A Little bit about the Creel Project and how we prepare the data:
    Each year since 2010, Minnesota Steelheader has asked anglers for voluntary catch reporting of Steelhead, Kamloops, and what are presumed to be Coaster Brook Trout, caught in the tributaries during the Spring migration. We collect those reports along with daily flow, temperature and other open-source data, then run them through an app we created. The results are subsequently plotted in Daily, Weekly and Historical formats in what we hope are intuitive and easy to use charts.

    This is not a scientific creel by definition, but we do try to use and present as much of the available scientific literature as we can in the context of the charts with the goal of better understanding these various species. The information is presented to you for your consideration in the hope you'll find it useful.

    A long time ago, we began with the premise of Informing, Educating, Entertaining and Inspiring both veterans and new-comers alike.
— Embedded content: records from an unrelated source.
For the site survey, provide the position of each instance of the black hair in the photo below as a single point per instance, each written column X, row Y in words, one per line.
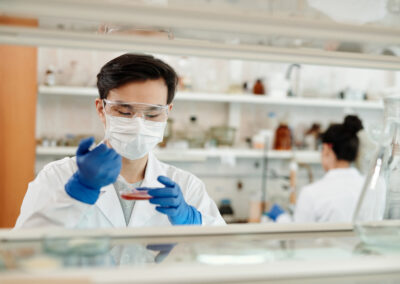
column 135, row 68
column 343, row 138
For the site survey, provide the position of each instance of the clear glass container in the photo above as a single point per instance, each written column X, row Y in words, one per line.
column 377, row 215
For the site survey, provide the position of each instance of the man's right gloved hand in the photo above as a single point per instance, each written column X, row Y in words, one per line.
column 96, row 168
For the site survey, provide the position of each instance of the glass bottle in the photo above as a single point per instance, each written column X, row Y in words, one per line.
column 377, row 215
column 195, row 134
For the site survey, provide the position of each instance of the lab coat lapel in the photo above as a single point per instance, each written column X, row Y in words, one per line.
column 143, row 211
column 110, row 205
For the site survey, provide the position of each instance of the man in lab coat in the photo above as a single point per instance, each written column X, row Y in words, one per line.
column 136, row 94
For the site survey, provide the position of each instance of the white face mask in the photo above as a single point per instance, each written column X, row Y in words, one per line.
column 135, row 137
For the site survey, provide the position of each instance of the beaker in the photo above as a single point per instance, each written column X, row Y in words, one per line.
column 377, row 215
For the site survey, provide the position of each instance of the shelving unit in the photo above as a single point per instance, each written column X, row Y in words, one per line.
column 193, row 155
column 228, row 98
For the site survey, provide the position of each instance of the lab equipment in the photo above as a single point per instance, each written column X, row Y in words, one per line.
column 82, row 246
column 275, row 212
column 134, row 194
column 224, row 135
column 149, row 112
column 96, row 168
column 283, row 137
column 195, row 134
column 258, row 88
column 171, row 202
column 226, row 210
column 377, row 216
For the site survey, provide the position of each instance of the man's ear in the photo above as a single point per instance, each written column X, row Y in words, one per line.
column 100, row 110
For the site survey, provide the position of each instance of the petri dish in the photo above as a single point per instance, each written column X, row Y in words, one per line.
column 134, row 194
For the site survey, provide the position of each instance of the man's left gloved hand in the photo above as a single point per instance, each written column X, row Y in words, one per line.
column 170, row 201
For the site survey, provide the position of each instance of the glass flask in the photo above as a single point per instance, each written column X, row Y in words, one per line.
column 377, row 215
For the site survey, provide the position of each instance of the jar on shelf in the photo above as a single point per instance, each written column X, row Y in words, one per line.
column 283, row 137
column 377, row 215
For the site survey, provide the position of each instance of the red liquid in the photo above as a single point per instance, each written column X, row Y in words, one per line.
column 135, row 196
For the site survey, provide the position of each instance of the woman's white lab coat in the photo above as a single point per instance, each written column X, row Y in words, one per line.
column 47, row 204
column 330, row 199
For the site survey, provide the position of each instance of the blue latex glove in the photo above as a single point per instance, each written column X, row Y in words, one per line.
column 96, row 168
column 170, row 201
column 275, row 212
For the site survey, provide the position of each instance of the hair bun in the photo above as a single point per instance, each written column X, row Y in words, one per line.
column 352, row 123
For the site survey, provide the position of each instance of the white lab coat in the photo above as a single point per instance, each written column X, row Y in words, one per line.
column 47, row 204
column 330, row 199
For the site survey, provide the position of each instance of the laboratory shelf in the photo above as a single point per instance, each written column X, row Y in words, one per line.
column 193, row 155
column 229, row 98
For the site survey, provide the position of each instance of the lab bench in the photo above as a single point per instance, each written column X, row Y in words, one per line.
column 251, row 253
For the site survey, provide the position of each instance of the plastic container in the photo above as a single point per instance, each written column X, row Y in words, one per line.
column 377, row 215
column 134, row 194
column 224, row 135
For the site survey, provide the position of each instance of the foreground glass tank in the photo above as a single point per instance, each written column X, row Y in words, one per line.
column 377, row 216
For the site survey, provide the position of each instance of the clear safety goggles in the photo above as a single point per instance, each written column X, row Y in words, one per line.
column 129, row 110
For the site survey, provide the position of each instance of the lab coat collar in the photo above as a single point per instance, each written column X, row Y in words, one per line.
column 110, row 205
column 334, row 173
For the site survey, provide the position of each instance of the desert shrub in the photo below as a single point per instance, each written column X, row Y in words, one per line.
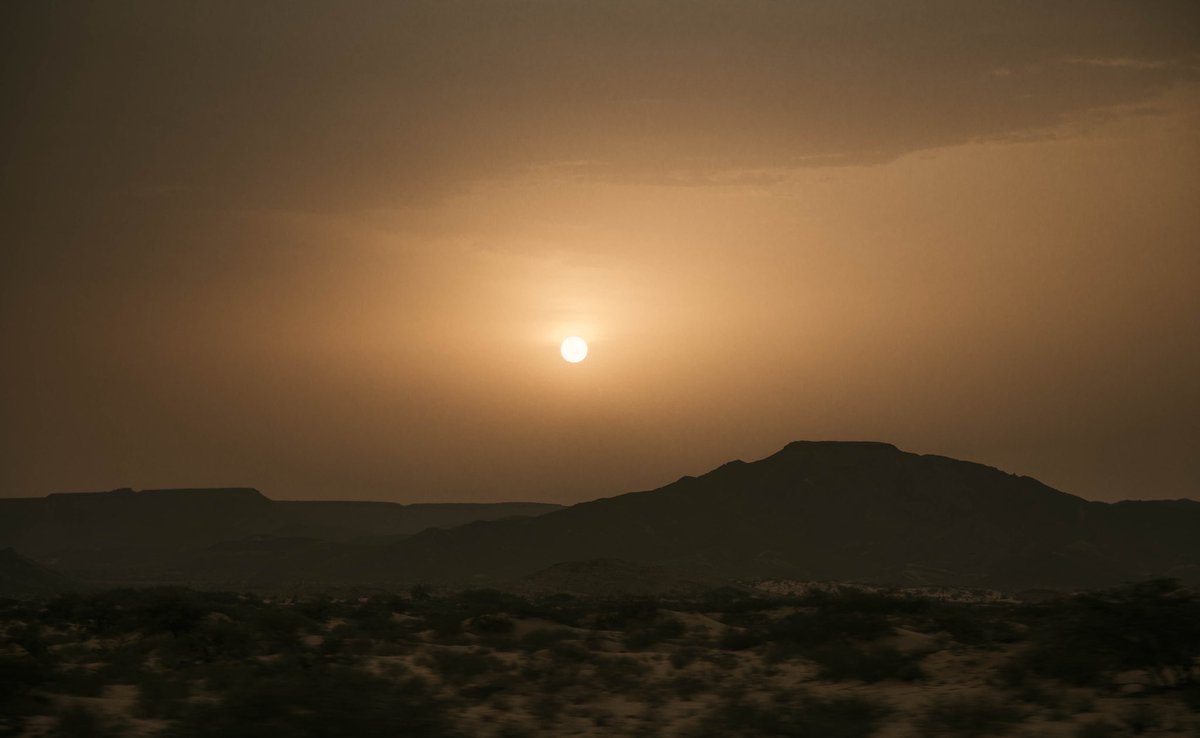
column 973, row 624
column 795, row 717
column 317, row 702
column 1140, row 718
column 828, row 624
column 739, row 639
column 461, row 666
column 546, row 707
column 78, row 681
column 492, row 625
column 168, row 610
column 841, row 660
column 1097, row 729
column 19, row 677
column 1150, row 625
column 544, row 637
column 1191, row 696
column 30, row 639
column 78, row 721
column 654, row 633
column 684, row 657
column 976, row 715
column 688, row 685
column 162, row 696
column 569, row 652
column 619, row 673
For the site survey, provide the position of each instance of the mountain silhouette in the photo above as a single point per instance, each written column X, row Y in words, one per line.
column 126, row 528
column 815, row 510
column 23, row 577
column 827, row 510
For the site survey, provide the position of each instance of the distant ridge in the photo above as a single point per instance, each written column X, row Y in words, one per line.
column 23, row 577
column 83, row 528
column 829, row 510
column 861, row 511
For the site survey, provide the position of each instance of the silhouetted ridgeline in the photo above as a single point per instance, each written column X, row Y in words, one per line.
column 850, row 511
column 217, row 535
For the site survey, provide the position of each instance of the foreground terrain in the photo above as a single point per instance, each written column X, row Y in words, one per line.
column 810, row 661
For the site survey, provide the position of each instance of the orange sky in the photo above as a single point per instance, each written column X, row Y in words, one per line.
column 329, row 249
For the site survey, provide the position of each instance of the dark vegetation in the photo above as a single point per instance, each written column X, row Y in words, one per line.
column 489, row 663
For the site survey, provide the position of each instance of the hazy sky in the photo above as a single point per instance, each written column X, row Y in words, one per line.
column 329, row 249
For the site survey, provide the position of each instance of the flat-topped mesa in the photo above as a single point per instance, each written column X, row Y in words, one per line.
column 841, row 448
column 173, row 492
column 167, row 496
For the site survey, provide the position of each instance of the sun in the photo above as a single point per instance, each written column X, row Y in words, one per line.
column 574, row 349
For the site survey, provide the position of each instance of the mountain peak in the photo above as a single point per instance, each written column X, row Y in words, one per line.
column 862, row 447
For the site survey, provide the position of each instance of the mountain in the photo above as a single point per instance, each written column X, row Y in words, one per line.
column 815, row 510
column 23, row 577
column 126, row 534
column 825, row 510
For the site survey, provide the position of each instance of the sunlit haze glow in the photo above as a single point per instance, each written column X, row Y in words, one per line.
column 327, row 249
column 574, row 349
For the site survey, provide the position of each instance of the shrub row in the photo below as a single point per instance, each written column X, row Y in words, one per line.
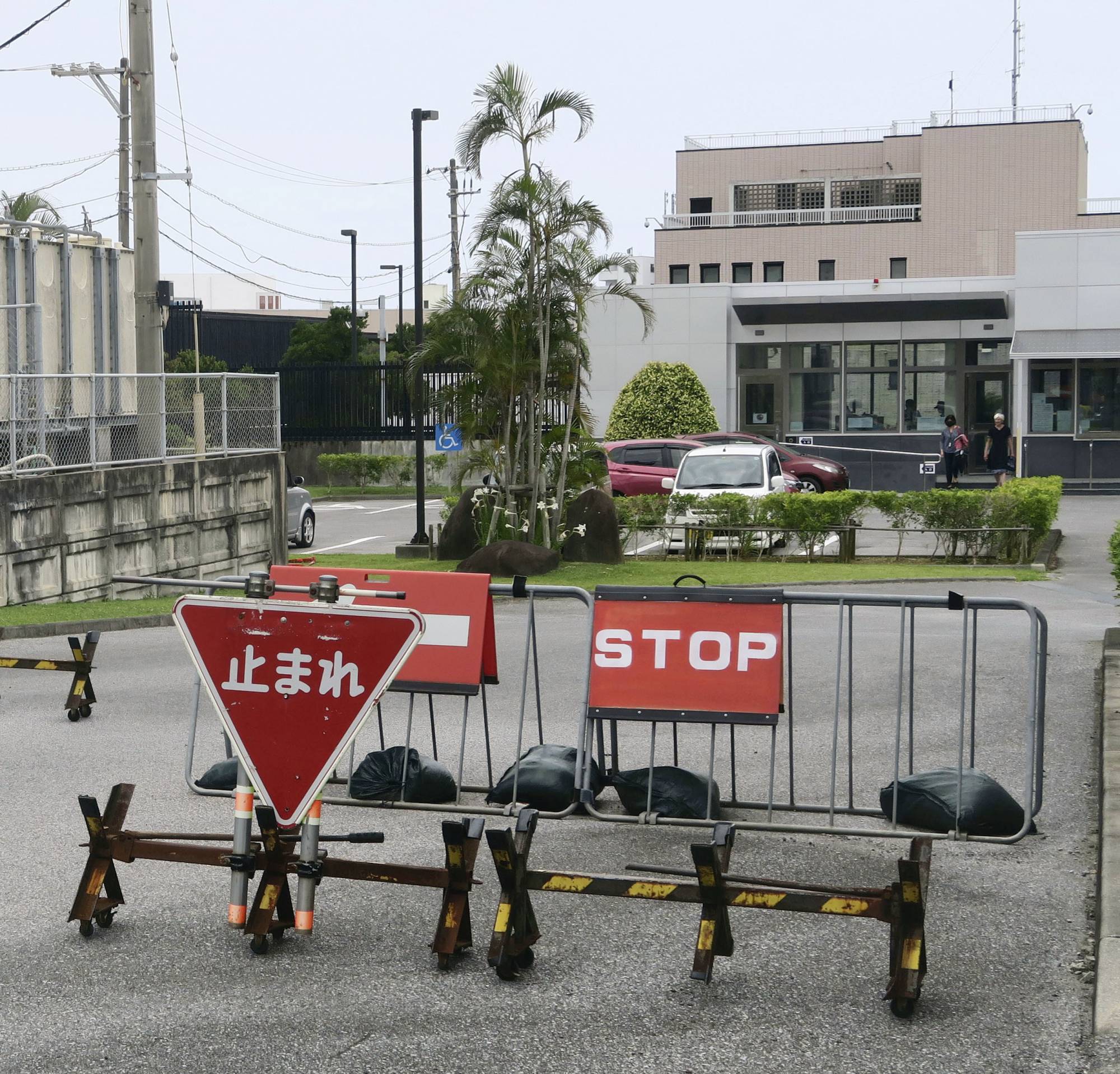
column 370, row 470
column 969, row 524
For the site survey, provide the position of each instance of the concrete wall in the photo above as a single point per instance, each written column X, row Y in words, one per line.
column 64, row 536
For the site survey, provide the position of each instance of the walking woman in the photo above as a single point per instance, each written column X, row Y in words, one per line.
column 954, row 446
column 998, row 450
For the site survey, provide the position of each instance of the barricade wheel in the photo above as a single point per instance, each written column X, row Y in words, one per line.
column 526, row 959
column 903, row 1008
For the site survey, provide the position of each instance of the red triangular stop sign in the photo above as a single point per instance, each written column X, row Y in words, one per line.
column 294, row 683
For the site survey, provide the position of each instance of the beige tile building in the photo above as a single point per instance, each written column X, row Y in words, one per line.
column 944, row 200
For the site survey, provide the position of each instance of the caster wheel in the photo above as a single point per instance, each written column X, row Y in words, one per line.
column 525, row 960
column 903, row 1008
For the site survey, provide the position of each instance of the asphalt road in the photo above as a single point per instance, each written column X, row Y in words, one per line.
column 368, row 526
column 171, row 988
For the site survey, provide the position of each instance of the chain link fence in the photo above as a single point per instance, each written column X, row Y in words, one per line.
column 58, row 422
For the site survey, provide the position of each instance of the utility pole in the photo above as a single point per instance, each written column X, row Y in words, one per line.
column 1016, row 63
column 120, row 105
column 123, row 171
column 150, row 324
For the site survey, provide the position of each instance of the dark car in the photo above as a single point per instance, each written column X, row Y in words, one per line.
column 637, row 468
column 816, row 474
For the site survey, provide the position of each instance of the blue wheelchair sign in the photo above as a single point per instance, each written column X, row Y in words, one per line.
column 449, row 438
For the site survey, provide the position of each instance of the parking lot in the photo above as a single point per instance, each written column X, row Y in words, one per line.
column 171, row 988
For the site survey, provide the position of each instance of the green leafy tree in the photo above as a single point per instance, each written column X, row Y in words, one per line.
column 664, row 399
column 328, row 342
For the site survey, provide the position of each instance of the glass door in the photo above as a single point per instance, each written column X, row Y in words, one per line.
column 986, row 395
column 761, row 406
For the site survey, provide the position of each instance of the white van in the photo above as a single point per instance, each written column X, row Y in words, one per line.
column 749, row 470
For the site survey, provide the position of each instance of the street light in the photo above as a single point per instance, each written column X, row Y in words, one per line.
column 421, row 538
column 353, row 239
column 400, row 295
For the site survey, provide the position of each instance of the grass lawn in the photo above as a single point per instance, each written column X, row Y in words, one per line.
column 649, row 573
column 399, row 492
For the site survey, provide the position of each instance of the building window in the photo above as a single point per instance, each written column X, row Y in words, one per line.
column 815, row 357
column 995, row 352
column 763, row 198
column 1051, row 399
column 815, row 403
column 928, row 397
column 758, row 357
column 1098, row 398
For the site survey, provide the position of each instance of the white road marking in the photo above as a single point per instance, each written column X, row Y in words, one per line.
column 331, row 548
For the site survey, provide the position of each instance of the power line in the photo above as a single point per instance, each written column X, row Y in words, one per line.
column 306, row 235
column 53, row 164
column 27, row 30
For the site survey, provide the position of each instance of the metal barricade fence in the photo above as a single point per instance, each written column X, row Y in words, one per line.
column 486, row 750
column 841, row 727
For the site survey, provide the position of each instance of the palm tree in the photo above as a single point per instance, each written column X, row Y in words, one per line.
column 30, row 207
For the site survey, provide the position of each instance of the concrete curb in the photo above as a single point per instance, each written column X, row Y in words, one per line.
column 1048, row 552
column 1107, row 1007
column 83, row 627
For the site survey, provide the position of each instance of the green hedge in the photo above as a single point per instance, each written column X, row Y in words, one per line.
column 1031, row 502
column 1115, row 554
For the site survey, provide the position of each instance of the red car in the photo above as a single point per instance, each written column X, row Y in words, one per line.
column 637, row 468
column 815, row 473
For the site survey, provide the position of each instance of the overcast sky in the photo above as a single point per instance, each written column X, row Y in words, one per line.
column 328, row 88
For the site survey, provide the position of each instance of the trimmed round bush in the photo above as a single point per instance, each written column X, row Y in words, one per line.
column 664, row 399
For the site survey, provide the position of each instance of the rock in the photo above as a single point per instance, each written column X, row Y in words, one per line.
column 460, row 536
column 508, row 558
column 599, row 544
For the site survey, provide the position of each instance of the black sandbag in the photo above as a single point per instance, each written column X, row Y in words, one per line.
column 929, row 800
column 677, row 792
column 222, row 777
column 379, row 778
column 547, row 780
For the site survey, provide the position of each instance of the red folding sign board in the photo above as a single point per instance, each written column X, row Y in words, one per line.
column 294, row 683
column 458, row 652
column 694, row 656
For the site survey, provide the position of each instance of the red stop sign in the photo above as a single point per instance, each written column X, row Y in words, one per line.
column 294, row 683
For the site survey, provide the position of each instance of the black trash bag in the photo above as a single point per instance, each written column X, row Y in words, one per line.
column 677, row 792
column 222, row 777
column 379, row 778
column 929, row 800
column 547, row 780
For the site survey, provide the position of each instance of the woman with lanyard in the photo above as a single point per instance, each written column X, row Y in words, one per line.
column 997, row 450
column 954, row 446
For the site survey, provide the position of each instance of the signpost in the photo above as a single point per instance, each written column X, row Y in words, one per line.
column 294, row 683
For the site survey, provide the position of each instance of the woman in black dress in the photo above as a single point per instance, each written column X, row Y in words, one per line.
column 997, row 450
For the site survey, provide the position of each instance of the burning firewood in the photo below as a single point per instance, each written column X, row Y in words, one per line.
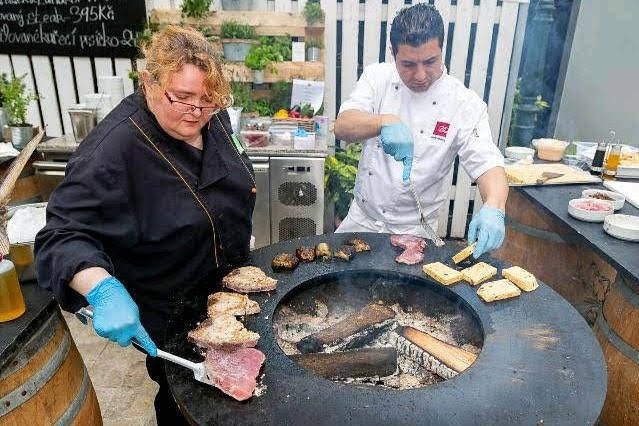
column 357, row 322
column 364, row 362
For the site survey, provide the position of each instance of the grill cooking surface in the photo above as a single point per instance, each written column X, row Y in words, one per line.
column 539, row 359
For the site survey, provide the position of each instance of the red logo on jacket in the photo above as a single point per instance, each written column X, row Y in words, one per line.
column 441, row 129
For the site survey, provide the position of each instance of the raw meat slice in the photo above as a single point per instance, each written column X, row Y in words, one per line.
column 235, row 372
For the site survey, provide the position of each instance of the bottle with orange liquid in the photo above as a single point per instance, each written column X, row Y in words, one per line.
column 11, row 300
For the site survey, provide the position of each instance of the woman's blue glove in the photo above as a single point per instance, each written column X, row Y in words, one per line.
column 397, row 141
column 116, row 316
column 488, row 225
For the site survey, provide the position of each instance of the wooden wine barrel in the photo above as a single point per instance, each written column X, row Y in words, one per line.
column 618, row 333
column 47, row 382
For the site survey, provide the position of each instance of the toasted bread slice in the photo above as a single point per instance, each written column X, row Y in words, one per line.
column 223, row 332
column 224, row 302
column 442, row 273
column 463, row 255
column 248, row 279
column 521, row 278
column 479, row 272
column 498, row 290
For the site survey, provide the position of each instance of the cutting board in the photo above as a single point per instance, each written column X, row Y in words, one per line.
column 527, row 175
column 630, row 190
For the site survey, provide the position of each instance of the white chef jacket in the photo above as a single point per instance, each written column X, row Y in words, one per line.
column 446, row 120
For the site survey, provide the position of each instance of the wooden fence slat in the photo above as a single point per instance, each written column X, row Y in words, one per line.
column 83, row 76
column 122, row 68
column 48, row 99
column 372, row 31
column 66, row 88
column 393, row 7
column 21, row 67
column 350, row 30
column 330, row 58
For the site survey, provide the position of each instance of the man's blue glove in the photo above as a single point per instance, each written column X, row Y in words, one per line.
column 397, row 141
column 487, row 227
column 116, row 316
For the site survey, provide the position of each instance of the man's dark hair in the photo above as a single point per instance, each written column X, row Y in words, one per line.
column 417, row 25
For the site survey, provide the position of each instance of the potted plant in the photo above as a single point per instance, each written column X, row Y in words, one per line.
column 16, row 100
column 313, row 46
column 195, row 8
column 237, row 40
column 313, row 12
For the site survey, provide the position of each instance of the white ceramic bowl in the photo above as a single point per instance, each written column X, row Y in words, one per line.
column 622, row 226
column 519, row 152
column 617, row 201
column 577, row 209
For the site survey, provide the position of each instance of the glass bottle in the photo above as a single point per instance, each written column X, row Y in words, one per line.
column 11, row 300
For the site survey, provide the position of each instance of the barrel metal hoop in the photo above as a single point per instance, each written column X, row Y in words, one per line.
column 39, row 339
column 78, row 402
column 534, row 232
column 22, row 394
column 617, row 341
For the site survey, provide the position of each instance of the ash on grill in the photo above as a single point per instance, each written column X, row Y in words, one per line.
column 317, row 309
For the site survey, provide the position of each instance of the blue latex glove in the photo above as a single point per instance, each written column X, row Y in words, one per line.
column 397, row 141
column 116, row 316
column 487, row 227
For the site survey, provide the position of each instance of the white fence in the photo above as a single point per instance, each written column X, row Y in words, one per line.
column 489, row 30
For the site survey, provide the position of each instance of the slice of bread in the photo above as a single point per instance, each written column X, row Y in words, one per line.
column 248, row 279
column 498, row 290
column 521, row 278
column 479, row 272
column 224, row 302
column 442, row 273
column 223, row 332
column 463, row 255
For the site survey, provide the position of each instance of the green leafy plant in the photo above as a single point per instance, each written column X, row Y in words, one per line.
column 195, row 8
column 339, row 177
column 314, row 42
column 233, row 29
column 16, row 100
column 313, row 12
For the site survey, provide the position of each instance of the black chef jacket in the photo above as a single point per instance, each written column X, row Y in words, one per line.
column 154, row 212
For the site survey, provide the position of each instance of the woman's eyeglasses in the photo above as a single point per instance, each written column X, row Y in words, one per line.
column 186, row 108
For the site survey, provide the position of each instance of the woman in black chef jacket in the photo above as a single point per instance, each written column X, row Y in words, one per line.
column 158, row 197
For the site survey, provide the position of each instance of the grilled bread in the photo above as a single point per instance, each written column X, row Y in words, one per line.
column 463, row 255
column 231, row 303
column 498, row 290
column 478, row 273
column 442, row 273
column 248, row 279
column 521, row 278
column 223, row 332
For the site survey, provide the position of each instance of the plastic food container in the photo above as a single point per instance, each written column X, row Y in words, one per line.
column 590, row 209
column 550, row 149
column 254, row 138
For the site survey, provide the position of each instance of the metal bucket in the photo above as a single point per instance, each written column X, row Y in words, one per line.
column 82, row 122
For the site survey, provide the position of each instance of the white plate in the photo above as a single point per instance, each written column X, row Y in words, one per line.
column 589, row 215
column 617, row 201
column 622, row 226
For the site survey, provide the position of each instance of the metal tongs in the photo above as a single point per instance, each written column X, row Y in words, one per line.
column 430, row 232
column 198, row 368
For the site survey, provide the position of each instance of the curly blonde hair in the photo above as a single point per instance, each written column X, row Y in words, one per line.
column 174, row 47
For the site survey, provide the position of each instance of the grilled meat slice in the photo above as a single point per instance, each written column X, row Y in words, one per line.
column 284, row 262
column 359, row 245
column 305, row 254
column 323, row 252
column 345, row 253
column 248, row 279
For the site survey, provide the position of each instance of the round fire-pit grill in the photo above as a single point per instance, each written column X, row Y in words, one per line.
column 540, row 362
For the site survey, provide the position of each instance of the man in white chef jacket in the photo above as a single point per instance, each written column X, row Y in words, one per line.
column 415, row 119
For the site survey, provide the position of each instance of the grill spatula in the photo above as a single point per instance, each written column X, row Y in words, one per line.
column 198, row 368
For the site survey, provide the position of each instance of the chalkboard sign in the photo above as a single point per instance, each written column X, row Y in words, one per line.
column 71, row 27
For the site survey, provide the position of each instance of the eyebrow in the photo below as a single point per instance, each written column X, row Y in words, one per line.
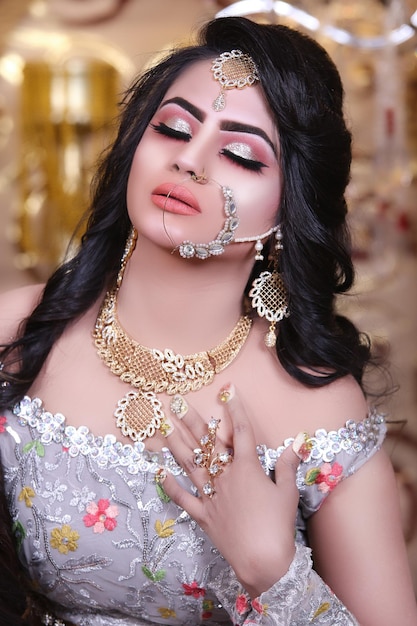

The Creel Project looks to answer some of the most basic questions we receive year after year:
  • When do the fish run?
  • How long does the run last?
  • When is the "best" time to go and how might I plan, particularly if I have to travel long distances and only get one or two opportunities to get out and fish each year?
  • Are there differences between the various regions of the North Shore?
  • How does flow and temperature affect overall fishing and presentations?
  • What is the overall picture of runs across the North Shore?  
    Keeping those types of questions in mind, we present the data in several ways:
  • Daily reported creel is plotted against both flow and temperatures to help visualize some of the more granular interactions between fish and the various environmental factors
  • The daily numbers are then plotted in a weekly format which removes a lot of the noise, and helps to visualize the overall progression of the current-year's run
  • The weekly numbers are finally nested within all of the previous year's of data we have to create a unified historical picture 
    The following chart illustrates the concept: Current year Upper Shore data (in green) is plotted in its own chart. It is then nested within all previous year's regional data to create the Upper Shore historical picture (in blue). This in turn is nested within Lower and Mid-Shore regional data (in red) to create a unified shore-wide historical picture.Given enough data, the historicals are NOT a prediction of what WILL happen in any subsequent year, but they do provide a framework in which you can use what has been learned. Very generally we can see the time-period in which the runs will probably happen from year to year; from there we can use any current year's temperature and flow data to establish some very clear benchmarks as to what is, or is about to happen.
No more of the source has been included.